We went to Madame Puddifoot's to drink sickeningly sweet tea, to the stationary shop so she could buy more parchment, and to the clothing store so she could drop off her torn scarf to be mended.

She didn't want to talk about Quidditch or anything else exciting. The most thought-provoking think she'd said was that her favourite colour was chartreuse, and that was only intriguing because I didn't have the slightest idea as to what hue that was. I wondered if I ought to ask my sister later, as girls somehow seemed to know about stuff like specific shades of colours.

I was almost ready to ditch her so I could meet my cousins at The Three Broomsticks and maybe salvage part of my horribly dull day when Megan pulled me into a shadowed alleyway between two shops.

I looked around and couldn't see anything but litter and grime. "What are we doing here?" I asked, clueless as to why she would want to be in such a disgusting place.

She put her hand on my forearm. I glanced at it, wondering what it was doing there. "You know, I really like you, Hugo."

I couldn't honestly say that I liked her too, so instead I answered, "Erm, thanks." I hoped I didn't sound as awkward as I felt.

She giggled, and I couldn't figure out why because there wasn't anything amusing about the dark, smelly alley we were standing in. "You're funny."

"I am?" I hadn't made a joke all day, so I couldn't comprehend her reasons for thinking that. I also couldn't understand why she slid her hand up my forearm to my shoulder and stepped much closer to me. The whole situation was very confusing.

"I want to thank you for taking me on such a nice date today," she whispered, but I could easily hear her since she was so close that I could feel her breath on my face.

Hadn't this girl ever heard of personal space? "Um, you're welcome." I would have taken a step back from her, but I didn't want to get my rear stuck in the slime on the wall behind me.

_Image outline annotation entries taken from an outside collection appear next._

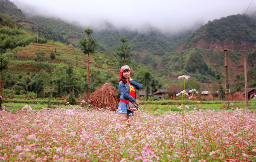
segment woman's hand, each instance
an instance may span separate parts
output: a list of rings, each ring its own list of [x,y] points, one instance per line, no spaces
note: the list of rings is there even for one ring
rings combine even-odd
[[[130,81],[131,82],[131,81],[132,81],[132,79],[131,79],[131,77],[129,76],[129,81]]]
[[[140,103],[139,102],[139,101],[138,100],[135,100],[135,103],[137,104],[138,105],[140,104]]]

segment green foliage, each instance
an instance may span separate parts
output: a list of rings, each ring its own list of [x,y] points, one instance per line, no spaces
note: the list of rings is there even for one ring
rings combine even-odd
[[[16,23],[7,15],[4,14],[0,14],[0,27],[4,26],[15,27]]]
[[[79,41],[82,51],[85,55],[89,55],[90,53],[93,54],[95,51],[95,48],[98,45],[97,40],[92,36],[93,31],[88,28],[84,30],[84,32],[86,34],[87,38],[82,38]]]
[[[61,43],[59,41],[54,41],[52,40],[47,40],[47,43],[46,43],[48,44],[55,44],[55,45],[62,45],[62,46],[64,46],[64,44],[63,44],[63,43]],[[54,52],[56,52],[56,49],[55,49]]]
[[[28,98],[36,98],[36,94],[34,92],[28,92],[26,95]]]
[[[119,62],[119,66],[122,67],[130,63],[129,59],[134,53],[130,52],[132,47],[127,44],[128,38],[122,36],[119,40],[121,42],[121,44],[116,46],[116,53],[114,55]]]
[[[0,48],[12,49],[36,41],[36,35],[31,35],[21,29],[4,26],[0,28]],[[38,38],[39,43],[44,43],[46,41],[45,39]]]
[[[215,79],[216,74],[220,73],[219,65],[224,64],[224,60],[222,53],[210,49],[193,48],[178,53],[166,53],[162,58],[161,64],[165,66],[161,67],[160,72],[166,76],[171,73],[176,75],[186,73],[203,82],[207,78]]]
[[[52,59],[55,59],[56,58],[56,57],[54,53],[51,53],[51,54],[50,54],[50,58]]]
[[[247,57],[247,62],[250,67],[254,67],[256,65],[256,50],[249,52]]]
[[[239,14],[215,20],[202,26],[185,41],[183,47],[188,49],[201,39],[210,43],[216,39],[223,41],[227,38],[237,43],[241,41],[255,42],[256,21],[248,15]]]
[[[75,98],[74,96],[71,94],[69,95],[68,98],[67,99],[67,101],[70,103],[70,104],[72,105],[76,104],[76,98]]]

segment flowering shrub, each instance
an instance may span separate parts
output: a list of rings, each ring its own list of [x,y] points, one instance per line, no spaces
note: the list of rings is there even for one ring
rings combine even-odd
[[[256,158],[255,113],[241,109],[191,111],[183,114],[183,124],[182,115],[138,111],[128,127],[119,115],[107,110],[3,110],[0,161],[236,162]]]

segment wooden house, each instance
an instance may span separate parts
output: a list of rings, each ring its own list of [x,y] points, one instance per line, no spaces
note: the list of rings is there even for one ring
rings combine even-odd
[[[253,96],[256,95],[256,89],[255,88],[248,88],[247,89],[248,91],[248,99],[252,99]],[[245,93],[245,92],[244,92],[242,93],[242,94],[244,95]]]

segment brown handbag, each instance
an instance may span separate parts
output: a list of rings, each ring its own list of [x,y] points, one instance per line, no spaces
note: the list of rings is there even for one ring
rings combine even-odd
[[[127,104],[127,110],[134,111],[137,111],[140,108],[140,106],[135,102],[128,102]]]

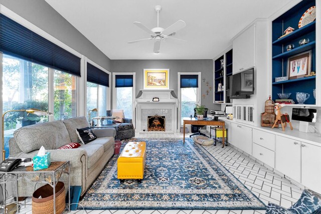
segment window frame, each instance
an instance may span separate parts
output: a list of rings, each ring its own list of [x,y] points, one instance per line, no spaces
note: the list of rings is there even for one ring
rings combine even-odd
[[[181,126],[182,125],[181,123],[181,113],[182,112],[182,93],[181,92],[181,75],[198,75],[198,85],[199,87],[197,88],[196,92],[196,100],[197,104],[198,105],[201,105],[202,103],[202,72],[178,72],[177,75],[177,84],[178,84],[178,111],[177,115],[177,122],[178,127],[180,128]],[[180,131],[180,130],[177,130],[178,132]]]
[[[83,115],[84,115],[85,117],[86,117],[88,114],[88,112],[87,112],[87,63],[89,63],[90,64],[91,64],[91,65],[93,65],[95,67],[96,67],[97,68],[99,68],[99,69],[101,70],[102,71],[103,71],[103,72],[108,74],[109,75],[109,87],[106,87],[106,94],[107,96],[107,99],[106,100],[106,108],[107,110],[110,110],[110,95],[111,95],[111,92],[110,92],[110,80],[111,80],[111,73],[109,72],[108,71],[107,71],[107,70],[105,69],[104,68],[103,68],[103,67],[102,67],[101,66],[100,66],[100,65],[99,65],[98,64],[97,64],[97,63],[94,62],[93,61],[92,61],[92,60],[90,60],[90,59],[89,59],[88,58],[85,57],[85,60],[84,60],[84,67],[85,67],[85,72],[84,72],[84,74],[83,76],[83,78],[84,78],[84,82],[83,82],[83,84],[84,84],[84,87],[83,89],[84,90],[83,90],[84,91],[84,96],[83,97],[85,97],[85,100],[84,100],[83,103],[82,104],[83,105],[83,110],[84,110],[84,114]],[[96,84],[96,83],[95,83]],[[100,101],[100,96],[99,96],[99,87],[100,87],[100,85],[97,84],[97,106],[96,108],[98,109],[98,103],[99,103],[99,102]]]
[[[135,106],[135,100],[136,99],[136,72],[113,72],[112,73],[112,108],[113,109],[116,109],[117,108],[117,88],[116,86],[116,75],[132,75],[132,123],[136,126],[136,114]],[[110,76],[109,76],[110,77]]]

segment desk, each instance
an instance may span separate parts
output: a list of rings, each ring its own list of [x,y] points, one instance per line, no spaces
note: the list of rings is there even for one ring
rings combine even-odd
[[[184,117],[183,118],[184,121],[184,138],[183,143],[185,143],[185,124],[191,125],[199,125],[203,126],[220,126],[223,128],[223,136],[224,136],[224,129],[225,128],[225,122],[223,120],[198,120],[197,118],[195,117]],[[222,148],[224,147],[224,138],[223,138],[223,146]]]

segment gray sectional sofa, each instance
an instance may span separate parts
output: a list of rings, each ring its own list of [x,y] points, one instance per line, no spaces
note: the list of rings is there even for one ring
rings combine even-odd
[[[97,137],[95,140],[77,148],[57,149],[71,142],[79,142],[76,128],[88,126],[87,119],[79,117],[21,128],[9,141],[10,157],[33,158],[43,145],[50,152],[52,161],[70,161],[71,185],[81,186],[83,195],[114,154],[115,129],[93,129]],[[62,176],[61,179],[67,181],[67,178]],[[31,196],[35,188],[34,184],[22,179],[19,196]]]

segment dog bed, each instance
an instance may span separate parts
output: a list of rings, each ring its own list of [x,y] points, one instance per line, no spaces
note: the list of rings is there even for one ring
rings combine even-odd
[[[210,146],[214,143],[214,139],[202,135],[194,135],[192,136],[193,140],[202,146]]]

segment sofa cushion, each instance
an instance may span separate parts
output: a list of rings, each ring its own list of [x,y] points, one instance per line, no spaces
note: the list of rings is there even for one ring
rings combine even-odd
[[[117,131],[124,131],[133,129],[134,126],[130,123],[121,123],[116,128],[116,130]]]
[[[78,143],[70,143],[64,146],[60,146],[57,149],[75,149],[80,146],[81,145]]]
[[[94,142],[94,141],[93,141]],[[88,166],[87,168],[91,168],[104,153],[104,147],[102,145],[87,144],[82,145],[81,148],[84,149],[87,152],[88,156]]]
[[[102,145],[104,147],[104,152],[105,152],[112,147],[115,143],[114,138],[113,137],[98,137],[93,141],[91,141],[90,143],[87,144],[87,145]]]
[[[76,129],[88,127],[89,123],[85,117],[78,117],[62,121],[69,133],[71,142],[80,142],[77,135]],[[59,146],[60,147],[60,146]]]
[[[54,149],[71,142],[61,120],[20,128],[15,131],[14,136],[20,149],[25,153],[39,149],[41,146],[47,150]]]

She giggled again, and there was even less reason for the amused reaction than when she'd done it the first time. I'd never been this bewildered before; not even when I tried to follow Mum and Rose's conversations. "Not with words, silly. Like this." Then she kissed me, and it was as if a _Lumos _charm had been cast above my head, shedding light upon her reasons for acting so strangely; she'd wanted to snog.

Well, she should have just said so in the first place! Happy to oblige, I closed my eyes and put an arm around her waist and a hand in her hair the way that I'd seen Fred and James do with their girlfriends. I couldn't wait to tell my cousins that I'd finally had a brilliant snogging session!

That was when the thought hit me that it wasn't as amazing as I expected snogging to be. Her lips tasted like the too-sweet tea we'd just had at Madame Puddifoot's, and her jacket was thick, so I couldn't even feel her breasts press against my chest. I wasn't very disappointed when she pulled back to take a deep breath. I took one too; it turned out that oxygen really was as necessary as they claimed.

"This is what all the fuss is about? Snogging isn't so great…Or maybe it's just her that isn't so great." I realised that I'd said this out loud when I heard her shocked gasp. "Oh, wait, I'm sorry! I didn't mean-"

She ran away crying before I could try to repair the damage that I'd done. It was probably for the best. I'm rubbish at apologies.

So…that's it. I told you that my first kiss wasn't all that great.

**Lily Luna Potter**

Merlin, my head aches when I try to access the sloshed memory of that night! It was at a celebratory party in the Gryffindor common room during my third year…or was it my second year? I can't remember. I do know that the festivities were our way of congratulating ourselves after we'd won a Quidditch match against Ravenclaw…or was it Hufflepuff? You know, I can't recall that either.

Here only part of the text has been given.